Is Machine Learning Necessary for Cloud Resource Usage Forecasting?


IMDEA Software researchers Georgia Christofidi, Konstantinos Papaioannou and Thaleia Dimitra Doudali raise this intriguing question in their most recent publication at the 14th ACM Symposium on Cloud Computing (SoCC 2023). The answer is very insightful and promising.

The researchers performed an extensive analysis of public datasets from various cloud providers (Google, Microsoft Azure, Alibaba, Bitbrains. Their study reveals that cloud workloads and servers utilize hardware resources (compute, memory, disk) across time in a very predictable way, because the values persist over time. This means that the levels of resource usage change very little over short time windows (e.g., every 5 minutes). This unlocks the opportunity for very simple and lightweight forecasting methods to deliver sufficiently accurate predictions for cloud resource management systems to be effective.

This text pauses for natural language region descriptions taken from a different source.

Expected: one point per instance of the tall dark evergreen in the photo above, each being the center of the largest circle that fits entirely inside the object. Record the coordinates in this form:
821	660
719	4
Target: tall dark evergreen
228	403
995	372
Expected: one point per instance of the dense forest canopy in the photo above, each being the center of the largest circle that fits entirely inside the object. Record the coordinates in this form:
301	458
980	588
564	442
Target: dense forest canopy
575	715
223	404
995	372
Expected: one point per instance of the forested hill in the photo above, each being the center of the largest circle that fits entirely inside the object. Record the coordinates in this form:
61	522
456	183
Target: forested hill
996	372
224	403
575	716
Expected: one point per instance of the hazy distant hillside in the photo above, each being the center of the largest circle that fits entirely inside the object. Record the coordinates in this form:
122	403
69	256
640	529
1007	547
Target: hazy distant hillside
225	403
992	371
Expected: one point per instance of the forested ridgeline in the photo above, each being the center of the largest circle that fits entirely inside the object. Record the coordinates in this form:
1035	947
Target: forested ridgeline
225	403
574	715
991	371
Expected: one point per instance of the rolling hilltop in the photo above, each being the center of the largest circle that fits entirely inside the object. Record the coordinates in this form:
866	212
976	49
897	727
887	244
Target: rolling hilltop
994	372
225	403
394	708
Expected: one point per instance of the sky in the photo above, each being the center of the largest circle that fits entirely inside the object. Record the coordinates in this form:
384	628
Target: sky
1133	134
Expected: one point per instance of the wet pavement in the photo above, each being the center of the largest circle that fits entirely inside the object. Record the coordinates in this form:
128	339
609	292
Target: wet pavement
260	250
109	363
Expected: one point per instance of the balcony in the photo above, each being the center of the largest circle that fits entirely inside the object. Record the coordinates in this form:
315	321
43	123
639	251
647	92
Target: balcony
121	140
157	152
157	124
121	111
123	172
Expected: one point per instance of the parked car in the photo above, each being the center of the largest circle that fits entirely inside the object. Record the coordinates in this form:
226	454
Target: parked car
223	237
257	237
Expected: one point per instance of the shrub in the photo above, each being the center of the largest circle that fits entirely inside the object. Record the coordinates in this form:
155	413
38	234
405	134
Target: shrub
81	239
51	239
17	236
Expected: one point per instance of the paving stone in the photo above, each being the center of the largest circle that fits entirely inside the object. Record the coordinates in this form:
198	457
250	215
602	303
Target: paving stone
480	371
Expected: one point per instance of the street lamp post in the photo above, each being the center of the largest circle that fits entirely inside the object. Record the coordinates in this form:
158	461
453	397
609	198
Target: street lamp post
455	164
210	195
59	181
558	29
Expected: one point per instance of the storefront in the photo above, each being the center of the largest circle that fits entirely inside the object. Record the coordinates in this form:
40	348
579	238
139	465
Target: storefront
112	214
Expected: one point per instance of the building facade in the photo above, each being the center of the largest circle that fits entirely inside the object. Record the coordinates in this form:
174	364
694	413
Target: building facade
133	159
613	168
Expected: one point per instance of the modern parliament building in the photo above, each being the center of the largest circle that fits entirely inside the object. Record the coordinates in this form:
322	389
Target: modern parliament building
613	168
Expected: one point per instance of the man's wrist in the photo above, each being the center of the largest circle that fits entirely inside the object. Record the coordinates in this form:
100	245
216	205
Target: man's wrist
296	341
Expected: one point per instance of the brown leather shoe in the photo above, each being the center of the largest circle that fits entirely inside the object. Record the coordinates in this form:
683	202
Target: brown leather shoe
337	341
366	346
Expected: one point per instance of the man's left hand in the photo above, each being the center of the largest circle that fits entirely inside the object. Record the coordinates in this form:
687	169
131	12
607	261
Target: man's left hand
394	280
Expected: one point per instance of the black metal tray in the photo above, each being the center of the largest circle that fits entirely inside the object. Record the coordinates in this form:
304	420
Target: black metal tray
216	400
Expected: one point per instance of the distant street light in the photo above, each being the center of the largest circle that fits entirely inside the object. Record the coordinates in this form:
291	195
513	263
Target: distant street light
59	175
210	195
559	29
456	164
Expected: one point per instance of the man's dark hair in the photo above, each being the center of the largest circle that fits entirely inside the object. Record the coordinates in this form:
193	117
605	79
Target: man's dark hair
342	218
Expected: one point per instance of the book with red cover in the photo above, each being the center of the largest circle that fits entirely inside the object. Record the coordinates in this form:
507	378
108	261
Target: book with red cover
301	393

And in the cases of more unpredictable resource usage patterns, where machine learning could be used to potentially deliver highly accurate forecasts, the researchers debunk the effectiveness of the popular LSTMs (a type of neural network used for time series forecasting). What seems to be a highly accurate prediction, is nothing but a shifted version of the input. Something they validate with extensive experimentation, as well as observation of related works.

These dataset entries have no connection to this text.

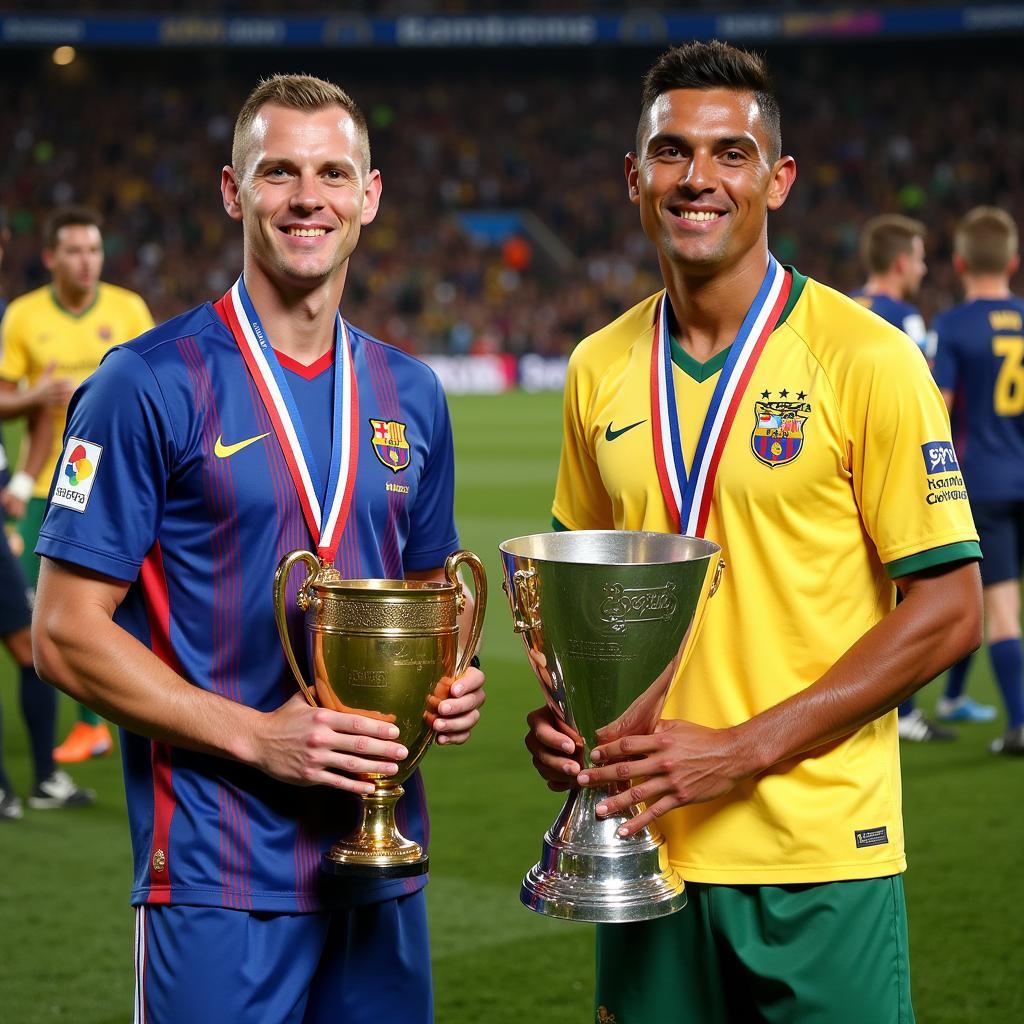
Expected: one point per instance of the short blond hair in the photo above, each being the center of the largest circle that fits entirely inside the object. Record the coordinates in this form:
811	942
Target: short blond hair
297	92
885	238
986	240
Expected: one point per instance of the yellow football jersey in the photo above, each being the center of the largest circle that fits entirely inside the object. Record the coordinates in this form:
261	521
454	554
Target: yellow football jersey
837	477
37	331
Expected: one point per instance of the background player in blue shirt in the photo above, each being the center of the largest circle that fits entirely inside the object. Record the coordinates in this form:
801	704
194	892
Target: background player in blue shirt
892	251
979	367
195	458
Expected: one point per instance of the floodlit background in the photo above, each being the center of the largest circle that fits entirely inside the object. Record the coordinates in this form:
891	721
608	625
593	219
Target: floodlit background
505	236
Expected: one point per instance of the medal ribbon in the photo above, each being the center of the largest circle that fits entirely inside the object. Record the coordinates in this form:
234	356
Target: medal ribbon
280	403
688	496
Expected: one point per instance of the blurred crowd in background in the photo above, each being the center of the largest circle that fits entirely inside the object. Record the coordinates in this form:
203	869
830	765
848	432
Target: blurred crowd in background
536	136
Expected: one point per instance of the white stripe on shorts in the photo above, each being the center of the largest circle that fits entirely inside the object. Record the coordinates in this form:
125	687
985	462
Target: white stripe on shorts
139	965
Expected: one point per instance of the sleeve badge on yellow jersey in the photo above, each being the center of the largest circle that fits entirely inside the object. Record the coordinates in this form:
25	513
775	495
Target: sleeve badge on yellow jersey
778	428
389	442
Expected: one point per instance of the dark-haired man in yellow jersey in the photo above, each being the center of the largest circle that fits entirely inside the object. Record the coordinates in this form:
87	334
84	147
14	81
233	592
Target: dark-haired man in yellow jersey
766	412
64	329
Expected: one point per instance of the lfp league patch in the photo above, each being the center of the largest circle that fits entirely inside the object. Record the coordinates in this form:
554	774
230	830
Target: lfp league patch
939	458
76	474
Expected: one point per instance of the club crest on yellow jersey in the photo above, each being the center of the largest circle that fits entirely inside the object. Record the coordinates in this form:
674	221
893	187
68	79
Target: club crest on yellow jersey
778	427
389	442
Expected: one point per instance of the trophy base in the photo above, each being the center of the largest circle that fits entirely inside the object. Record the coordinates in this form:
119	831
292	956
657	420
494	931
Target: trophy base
587	872
376	849
364	867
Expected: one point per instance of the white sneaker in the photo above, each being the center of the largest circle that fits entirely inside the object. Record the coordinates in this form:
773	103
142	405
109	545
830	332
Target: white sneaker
916	729
58	790
10	806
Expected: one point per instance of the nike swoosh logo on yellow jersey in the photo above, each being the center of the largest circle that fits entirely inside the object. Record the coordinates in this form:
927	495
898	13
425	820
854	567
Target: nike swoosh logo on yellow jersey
610	435
222	451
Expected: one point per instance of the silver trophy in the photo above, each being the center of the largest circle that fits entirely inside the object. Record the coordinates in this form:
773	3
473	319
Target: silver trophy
608	619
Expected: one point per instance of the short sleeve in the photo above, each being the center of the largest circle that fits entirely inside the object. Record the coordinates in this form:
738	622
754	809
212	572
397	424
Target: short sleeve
432	535
906	477
581	500
13	351
945	370
107	500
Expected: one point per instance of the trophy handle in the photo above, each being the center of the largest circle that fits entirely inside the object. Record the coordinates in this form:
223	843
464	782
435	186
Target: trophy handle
305	599
716	583
480	586
522	597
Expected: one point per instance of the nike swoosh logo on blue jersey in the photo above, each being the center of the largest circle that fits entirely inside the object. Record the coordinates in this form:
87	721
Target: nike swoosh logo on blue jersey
222	451
610	435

With this paper publication, the researchers aim to highlight the importance of revisiting simple mechanisms and better understanding the data, before resulting to the use of machine learning methods in the context of cloud resource management. And when using machine learning, thoroughly validating and evaluating its effectiveness. Is it truly learning? Is it practical to use?

More information, analysis and experimental results can be found in our research paper. The codebase of the experimental evaluation is open sourced. The paper was also featured in a podcast episode of “Disseminate: the Computer Science Research Podcast”.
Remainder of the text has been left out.